Ahora, a varios años de distancia de la detención de los hermanos, contamos con testimonios de cómo se realizó la fuga. Al recibir el llamado telefónico de la policía informándole que su padre había tenido un accidente, Sergio Schoklender se comunica con un amigo de la familia, el presidente de la firma donde trabajaba el padre, y le solicita cinco mil dólares. Ya en la posesión del dinero, alquilan un remise con su hermano y parten a Mar del Plata. Se alojan en un buen hotel y Sergio inicia contactos con gente de publicidad y luego con la empresa de taxis aéreos. Un piloto, que se acerca al hotel para concretar un viaje, le informa que el mismo no podrá hacerse de inmediato por las malas condiciones del tiempo. Los medios de comunicación, en tanto, dan cuenta de la supuesta autoría del crimen de los dos hermanos. Estos deciden separarse; Pablo intentará llegar hasta el norte del país y de allí a alguna frontera. Sergio intentará la vía Uruguay. Una vez solo, Sergio compra ropas nuevas, más acordes con su plan; alquila un caballo y se dirige a Cobo, distante 25 kilómetros de Mar del Plata. En esa localidad, a eso de las nueve de la noche del día 4 de junio, se detiene en un almacén de campo. La persona que lo atendió relató así el encuentro y lo sucedido:

“Llegó ese muchacho a las nueve y media de la noche, montado en un caballo. Iba queriendo llevar víveres para seguir un viaje que había iniciado en Punta Mongotes. El me dijo que iba a ir para el lado de Tucumán, Catamarca, Córdoba, y de ahí pensaba ir a los Estados Unidos. El viaje de él era ir a los Estados Unidos. Pidió víveres, algo de comer. Yo me fui a descansar. Eran las diez de la noche. El se quedó con mi compañero, el encargado. Había estado tomando un poco, pero no había llegado a emborracharse. Tenía unas copas arriba, sí.

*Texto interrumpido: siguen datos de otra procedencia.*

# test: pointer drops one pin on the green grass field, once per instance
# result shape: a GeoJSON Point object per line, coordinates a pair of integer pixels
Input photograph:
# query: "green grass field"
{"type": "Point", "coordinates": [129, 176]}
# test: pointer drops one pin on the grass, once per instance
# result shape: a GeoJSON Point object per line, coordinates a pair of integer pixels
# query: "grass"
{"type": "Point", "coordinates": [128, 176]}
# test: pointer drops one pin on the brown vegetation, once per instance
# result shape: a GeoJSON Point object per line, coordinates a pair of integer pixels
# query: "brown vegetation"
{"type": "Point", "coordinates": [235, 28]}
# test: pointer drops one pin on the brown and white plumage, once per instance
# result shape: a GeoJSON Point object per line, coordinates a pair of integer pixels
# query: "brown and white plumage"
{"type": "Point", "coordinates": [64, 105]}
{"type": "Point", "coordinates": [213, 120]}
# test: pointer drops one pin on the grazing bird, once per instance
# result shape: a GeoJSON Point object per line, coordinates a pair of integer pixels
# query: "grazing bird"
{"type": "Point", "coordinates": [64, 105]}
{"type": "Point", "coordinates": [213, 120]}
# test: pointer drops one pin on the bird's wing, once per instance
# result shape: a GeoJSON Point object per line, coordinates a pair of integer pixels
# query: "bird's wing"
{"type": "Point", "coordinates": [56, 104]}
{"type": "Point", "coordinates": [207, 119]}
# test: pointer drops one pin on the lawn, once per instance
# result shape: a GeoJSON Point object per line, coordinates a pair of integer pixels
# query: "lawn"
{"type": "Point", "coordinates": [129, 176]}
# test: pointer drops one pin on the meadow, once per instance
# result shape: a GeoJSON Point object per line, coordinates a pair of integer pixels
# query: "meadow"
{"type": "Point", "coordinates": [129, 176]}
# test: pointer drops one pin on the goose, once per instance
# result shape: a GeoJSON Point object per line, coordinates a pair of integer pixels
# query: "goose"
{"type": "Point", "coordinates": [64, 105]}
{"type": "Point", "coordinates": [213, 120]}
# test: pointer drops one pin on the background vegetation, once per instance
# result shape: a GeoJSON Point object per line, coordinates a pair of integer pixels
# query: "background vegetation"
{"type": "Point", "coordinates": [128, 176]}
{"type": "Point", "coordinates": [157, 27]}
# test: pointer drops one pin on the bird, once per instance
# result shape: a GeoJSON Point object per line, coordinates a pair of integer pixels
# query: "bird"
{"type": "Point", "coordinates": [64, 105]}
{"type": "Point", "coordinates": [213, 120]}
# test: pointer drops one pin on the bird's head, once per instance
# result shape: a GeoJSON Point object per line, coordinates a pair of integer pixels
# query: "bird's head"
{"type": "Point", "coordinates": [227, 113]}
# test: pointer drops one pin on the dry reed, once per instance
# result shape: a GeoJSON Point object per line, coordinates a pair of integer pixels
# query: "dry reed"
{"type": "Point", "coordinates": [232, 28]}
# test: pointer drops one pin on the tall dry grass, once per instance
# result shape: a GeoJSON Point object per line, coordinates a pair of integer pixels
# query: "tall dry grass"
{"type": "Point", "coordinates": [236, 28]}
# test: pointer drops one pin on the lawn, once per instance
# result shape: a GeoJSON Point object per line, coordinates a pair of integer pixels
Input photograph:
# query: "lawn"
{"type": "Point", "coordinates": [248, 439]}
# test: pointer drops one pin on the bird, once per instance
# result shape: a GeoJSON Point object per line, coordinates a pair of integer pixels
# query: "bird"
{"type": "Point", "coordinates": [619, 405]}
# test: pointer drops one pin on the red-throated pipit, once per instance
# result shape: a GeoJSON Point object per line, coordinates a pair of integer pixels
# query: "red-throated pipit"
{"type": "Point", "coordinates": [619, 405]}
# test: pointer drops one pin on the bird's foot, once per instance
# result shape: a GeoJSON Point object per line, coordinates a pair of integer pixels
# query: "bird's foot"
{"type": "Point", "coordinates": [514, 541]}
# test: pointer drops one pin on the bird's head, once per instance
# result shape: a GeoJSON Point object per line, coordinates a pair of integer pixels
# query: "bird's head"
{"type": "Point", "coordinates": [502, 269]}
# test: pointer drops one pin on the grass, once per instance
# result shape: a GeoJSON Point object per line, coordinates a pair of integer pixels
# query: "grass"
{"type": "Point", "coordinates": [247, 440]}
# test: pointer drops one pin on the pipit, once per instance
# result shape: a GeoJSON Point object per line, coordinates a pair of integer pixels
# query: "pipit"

”Mi compañero vino y me avisó que tenía al asesino que estaban buscando. Pero no lo encerró, no. El que lo maniató y lo encerró en el galpón fui yo. Era una piecita que teníamos de depósito. Ahora, que mi compañero lo haiga golpeado, no creo que lo haiga golpeado, porque el que iba a observar a cada rato era yo. Y él iba y lo interrogaba; le decía por qué había hecho lo que hizo, y qué sé yo… Y él contestaba que él no hizo nada, que el que hizo fue el hermano, que él estaba conversando con la madre y vino el hermano y le dio un golpe de atrás. Yo no me explico cómo se escapa porque la forma en que yo lo había mañado y encerrado bajo llave no era para que se me escapara. Ahora, que yo fui dos veces con mi compañero, allí, a verlo a la piecita, porque yo quería interrogarlo, preguntarle por qué había hecho cosas que no le correspondían a él, no siendo autoridad, a mi parecer. No le avisamos a la policía enseguida porque tuvimos problemas en la ruta, que no nos paraba nadie para poder avisarle. Una vez que lo agarramos, yo lo mañé, lo llevamos a la piecita, salimos a ver a alguno que pasara y nos informara el primer destacamento que había, así fuera Vivoratá, o para Mar del Plata, para que supieran que este hombre estaba detenido. Cuando regresé, que vino la policía de Vivoratá, creo que fue la primera que llegó, que serían las seis menos veinte de la mañana, hacía unos diez minutos que se nos había fugado el tipo. Y disparó de a pie, el caballo quedó atado y todo quedó acá, como había desensillado en la noche para quedarse… Porque cuando estuvieron conversando con mi compañero lo invitó a que se quedara y siguiera de día, así era de día el trayecto que iba haciendo, y que de noche descansara.”

Sergio huyó del almacén a pie. Deambuló por terrenos al descampado; hizo un alto para descansar bajo un puente y al amanecer salió a la ruta. La zona presentaba características inusitadas: efectivos de la Policía Federal y Provincial, apoyo de patrulleros, Unimogs, perros adiestrados, helicópteros.

En una charla que tuvo con su abogada, la doctora Lucila Larrandart, Sergio dijo: “Cuando vi tanto despliegue, cuando noté que había helicópteros, pensé que había golpe de Estado. No sabía que todo eso era porque estaban buscándome a mí”. A las 6.35 de la mañana sale a la ruta y se presenta ante un patrullero. Inmediatamente es llevado con fuerte custodia a Mar del Plata.

Fuente: Ricardo Halac y J.C. Cernadas Lamadrid. Perfil.